Vijanden van God
Klik hier om direct naar de videostudie te gaan.

Voor de videostudie van vandaag heb ik me gericht op het laatste gedeelte van Psalm 139. Dit gedeelte wordt vaak weggelaten wanneer deze Psalm wordt gelezen. In vers 21 en 22 zegt David over hen die God haten: “Ik haat hen, zo fel als ik haten kan.” Dat klinkt niet prettig in onze christelijke oren. Zegt de bijbel ook niet: “Hebt uw vijanden lief ?” (Mattheüs 5). Wat moeten we vinden van die haat van David? David lijkt er zelf ook niet goed raad mee te weten, want in vers 23 en 24 vraagt hij God zijn hart te kennen en te zien of er geen verkeerde weg bij hem te vinden is. Wat we ook duidelijk moeten zien, is dat David het heeft het hier niet over zijn eigen vijanden, maar over Gods vijanden. Wie zijn die vijanden van God?

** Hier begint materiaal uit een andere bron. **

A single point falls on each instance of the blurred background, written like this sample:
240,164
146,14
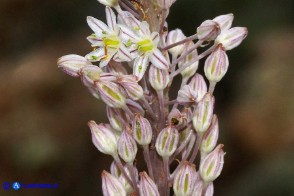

In hun boekje Vechten voor vrede zeggen Nico Bouhuijs en Karel Deurloo het zo: “De vijand is degene die zich groot en machtig maakt ten koste van de arme; die teert op wees en weduwe.”
Zij die God haten, de vijanden van God, zijn niet in een hokje te stoppen. Het is niet je vloekende buurman en het zijn niet de moslims. Dat zou te gemakkelijk zijn. In vers 19 worden ze ‘zondaars’ genoemd. Het Hebreeuwse woord dat hier gebruikt wordt is ráshá’. Over dit woord gaat de videostudie van vandaag. En, zoals we zo vaak in de Hebreeuwse bijbel zien, zitten er meer kanten aan het verhaal. Het ‘haten’ waar David het over heeft, is voor Ezechiël niet weggelegd.
Bekijk hier de video over ráshá’.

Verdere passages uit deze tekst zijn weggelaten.